I knew it was going to be a hysterical shift when I arrived to find the supervisor at the desk, frantically phoning for a replacement day nurse. Within minutes, the phone--which never seemed to stop--rang again. I was asked to take an ER report on an incoming patient. "I haven't even clocked in!" I protested mildly. Then the call lights started in again, and they never quit, all night long.
I caught the squeal on the new patient. Thanks be to God, ER had done the H&P, the off-going nurse stayed long enough to get the admitting assessment, and the patient was alert.

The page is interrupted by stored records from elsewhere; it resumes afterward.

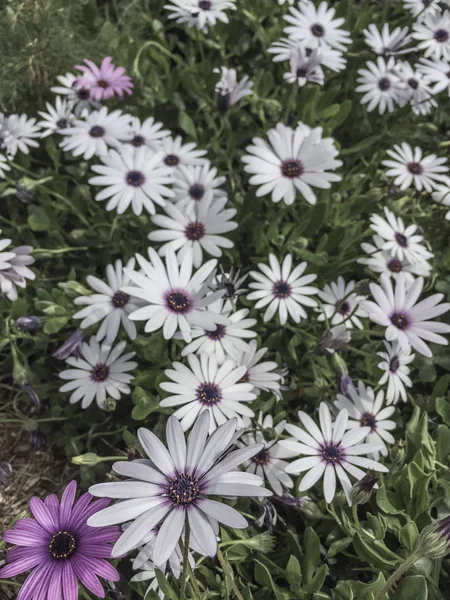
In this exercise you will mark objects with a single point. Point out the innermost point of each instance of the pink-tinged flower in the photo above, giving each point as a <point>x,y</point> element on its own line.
<point>61,548</point>
<point>104,82</point>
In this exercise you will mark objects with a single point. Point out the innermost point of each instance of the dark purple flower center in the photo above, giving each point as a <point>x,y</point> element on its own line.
<point>62,545</point>
<point>441,35</point>
<point>179,302</point>
<point>218,333</point>
<point>262,458</point>
<point>97,131</point>
<point>368,420</point>
<point>292,168</point>
<point>415,168</point>
<point>281,289</point>
<point>135,178</point>
<point>183,488</point>
<point>100,373</point>
<point>196,191</point>
<point>194,231</point>
<point>209,394</point>
<point>318,30</point>
<point>120,299</point>
<point>400,320</point>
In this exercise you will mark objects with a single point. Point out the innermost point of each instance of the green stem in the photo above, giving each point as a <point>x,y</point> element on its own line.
<point>228,574</point>
<point>397,574</point>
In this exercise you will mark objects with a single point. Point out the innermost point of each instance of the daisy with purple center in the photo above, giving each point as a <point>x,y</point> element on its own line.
<point>103,82</point>
<point>282,288</point>
<point>329,452</point>
<point>61,548</point>
<point>406,320</point>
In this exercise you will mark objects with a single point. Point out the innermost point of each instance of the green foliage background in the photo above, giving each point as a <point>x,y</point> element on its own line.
<point>318,558</point>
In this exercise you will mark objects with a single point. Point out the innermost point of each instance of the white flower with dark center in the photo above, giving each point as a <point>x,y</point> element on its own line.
<point>94,136</point>
<point>293,161</point>
<point>100,372</point>
<point>263,376</point>
<point>366,410</point>
<point>304,67</point>
<point>381,85</point>
<point>341,304</point>
<point>268,463</point>
<point>229,91</point>
<point>417,89</point>
<point>78,97</point>
<point>437,72</point>
<point>396,371</point>
<point>208,386</point>
<point>147,133</point>
<point>382,261</point>
<point>433,34</point>
<point>316,27</point>
<point>194,183</point>
<point>329,451</point>
<point>227,341</point>
<point>410,167</point>
<point>405,320</point>
<point>176,483</point>
<point>195,230</point>
<point>133,177</point>
<point>175,299</point>
<point>57,118</point>
<point>385,41</point>
<point>402,242</point>
<point>109,304</point>
<point>200,13</point>
<point>283,289</point>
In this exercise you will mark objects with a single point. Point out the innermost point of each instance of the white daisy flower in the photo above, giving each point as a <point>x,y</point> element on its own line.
<point>200,13</point>
<point>101,371</point>
<point>133,177</point>
<point>341,304</point>
<point>304,67</point>
<point>264,376</point>
<point>417,90</point>
<point>433,34</point>
<point>396,371</point>
<point>402,242</point>
<point>316,27</point>
<point>57,118</point>
<point>385,41</point>
<point>229,91</point>
<point>284,289</point>
<point>196,230</point>
<point>382,261</point>
<point>226,341</point>
<point>94,136</point>
<point>329,451</point>
<point>268,463</point>
<point>406,320</point>
<point>381,85</point>
<point>78,97</point>
<point>176,486</point>
<point>175,299</point>
<point>409,167</point>
<point>208,386</point>
<point>366,410</point>
<point>109,304</point>
<point>293,161</point>
<point>437,72</point>
<point>194,183</point>
<point>147,133</point>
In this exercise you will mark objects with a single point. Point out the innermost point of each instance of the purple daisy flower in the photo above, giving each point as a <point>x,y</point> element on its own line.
<point>61,548</point>
<point>105,81</point>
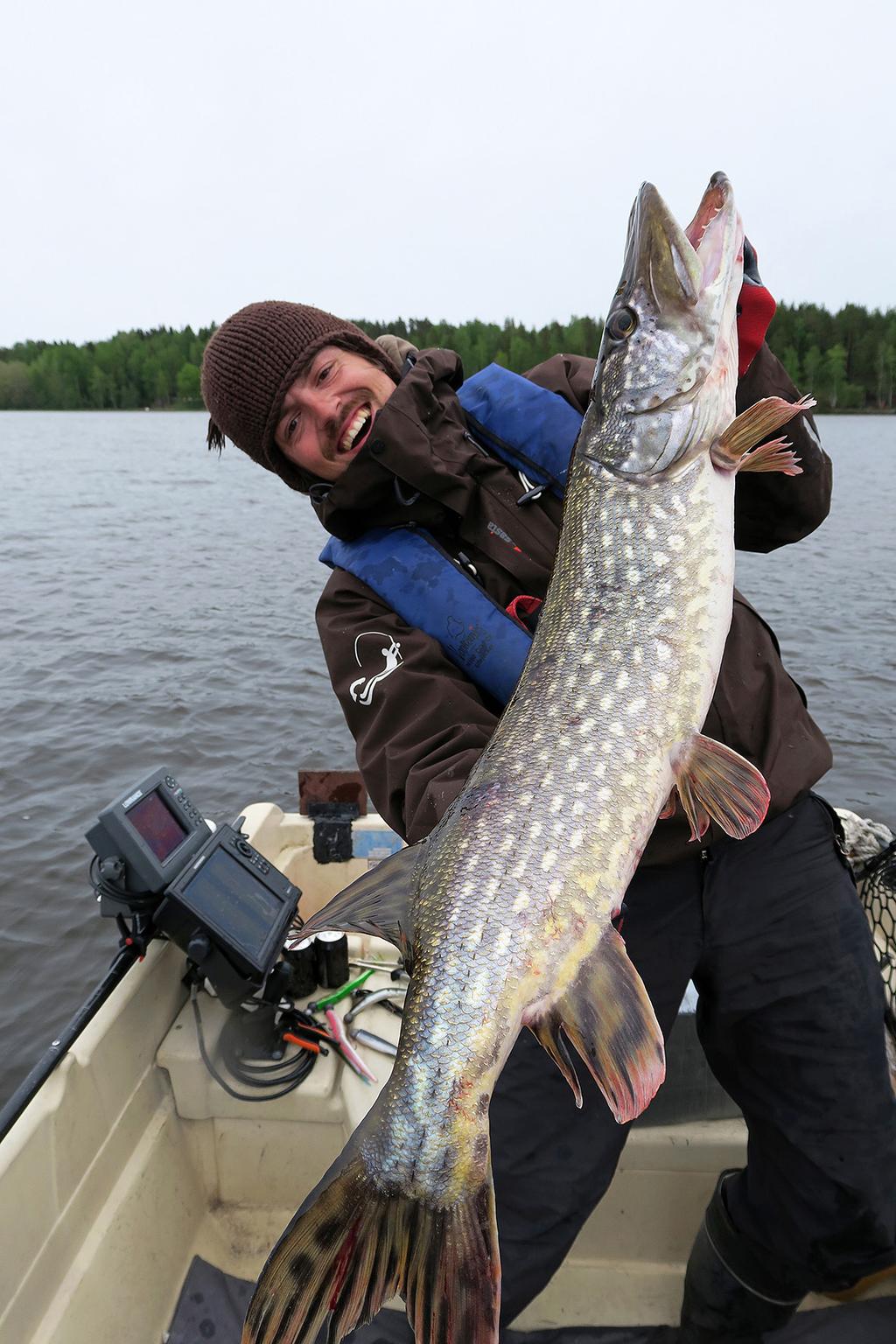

The rest of the night was a blur of blood vitals and on-the-fly computer charting. At 0600 I realized we had not had a single Code Brown. In fact, I had found three (THREE!) patients wearing clean undies. The one patient who did move the bowels made it to the appropriate porcelain receptacle without incident. For our unit, this was truly astonishing.
Three of them actually slept through much of the night, but wouldn't you know the other two made up for it in spades. IV Lasix at 2300 is not a thing designed to produce a good night's rest.
The other problem with alert patients is they are difficult to distract when you have to do something unpleasant. This morning's patient hates injections, which are ordered q12H, but she has that all worked out. When the needle begins to pinch, she sings "Mairzy Doats"...out loud! She was delighted when I sang along; my Grandmother was quite a fan of Mairzy Doats. I know all the words. End of Nasty Injection Time.
Don't you think we ought to adopt Mairzy Doats as the unit theme song?